Mild to moderate hepatic iron loading is common in patients with chronic hepatitis C.
Researchers from Seattle, Washington, sought to determine whether mutations in the hemochromatosis gene, HFE, are associated with iron overload, and disease progression in hepatitis C.
The researcher team studied 316 patients with chronic hepatitis C. These included 198 consecutive patients undergoing liver biopsy for compensated liver disease, and 118 who underwent liver transplantation for end-stage liver disease.
|HFE mutations were not independently associated with iron loading in patients with end-stage liver disease.|
The team assessed serum iron studies, quantitative hepatic iron concentration, histologic activity index, and HFE genotype.
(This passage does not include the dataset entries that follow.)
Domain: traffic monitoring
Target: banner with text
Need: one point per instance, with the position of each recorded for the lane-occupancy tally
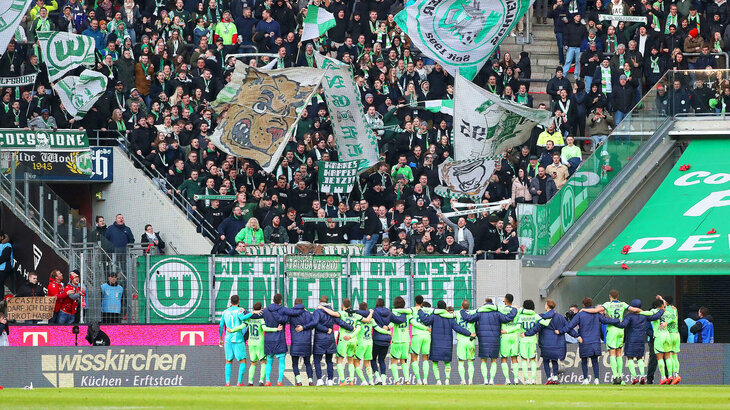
(43, 140)
(354, 138)
(337, 177)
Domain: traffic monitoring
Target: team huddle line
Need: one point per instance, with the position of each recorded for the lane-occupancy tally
(506, 333)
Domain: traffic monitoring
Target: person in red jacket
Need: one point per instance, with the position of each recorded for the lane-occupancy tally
(67, 314)
(57, 289)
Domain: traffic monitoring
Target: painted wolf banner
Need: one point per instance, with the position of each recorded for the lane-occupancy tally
(261, 109)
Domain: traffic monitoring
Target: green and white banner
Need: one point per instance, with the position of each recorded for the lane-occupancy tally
(43, 140)
(11, 14)
(683, 229)
(485, 124)
(65, 51)
(355, 140)
(18, 81)
(79, 94)
(196, 289)
(337, 177)
(317, 22)
(460, 34)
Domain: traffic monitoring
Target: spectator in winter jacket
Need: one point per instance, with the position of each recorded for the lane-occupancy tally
(542, 187)
(119, 234)
(703, 329)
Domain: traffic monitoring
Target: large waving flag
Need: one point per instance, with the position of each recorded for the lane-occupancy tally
(11, 13)
(486, 125)
(65, 51)
(317, 22)
(460, 34)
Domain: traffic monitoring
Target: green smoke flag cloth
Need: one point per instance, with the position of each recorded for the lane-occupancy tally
(442, 106)
(461, 35)
(317, 22)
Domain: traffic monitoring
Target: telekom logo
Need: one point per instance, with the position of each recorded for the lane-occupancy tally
(35, 338)
(192, 336)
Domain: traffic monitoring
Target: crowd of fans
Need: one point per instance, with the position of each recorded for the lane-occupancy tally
(167, 61)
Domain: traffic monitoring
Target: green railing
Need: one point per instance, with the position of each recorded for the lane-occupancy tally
(542, 226)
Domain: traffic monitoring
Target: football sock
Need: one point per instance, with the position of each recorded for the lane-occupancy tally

In the patients with compensated liver disease, HFE mutations were found to be independently associated with elevations in serum iron level, serum transferrin-iron saturation, serum ferritin level, and hepatic iron index.
Furthermore, after adjustment for duration of infection with hepatitis C virus, HFE mutations were also independently associated with the presence of bridging fibrosis or cirrhosis.
However, HFE mutations were not independently associated with iron loading in patients with end-stage liver disease.
The researchers found that there was no significant difference in the prevalence of HFE mutations between patients with compensated and end-stage liver disease (42% versus 33%).
Dr Bruce Tung's team concluded, "The presence of HFE mutations is independently associated with iron loading and advanced fibrosis in patients with compensated liver disease from chronic hepatitis C, especially after controlling for duration of disease".
"These results suggest that HFE mutations accelerate hepatic fibrosis in hepatitis C but may not be responsible for progression to end-stage liver disease."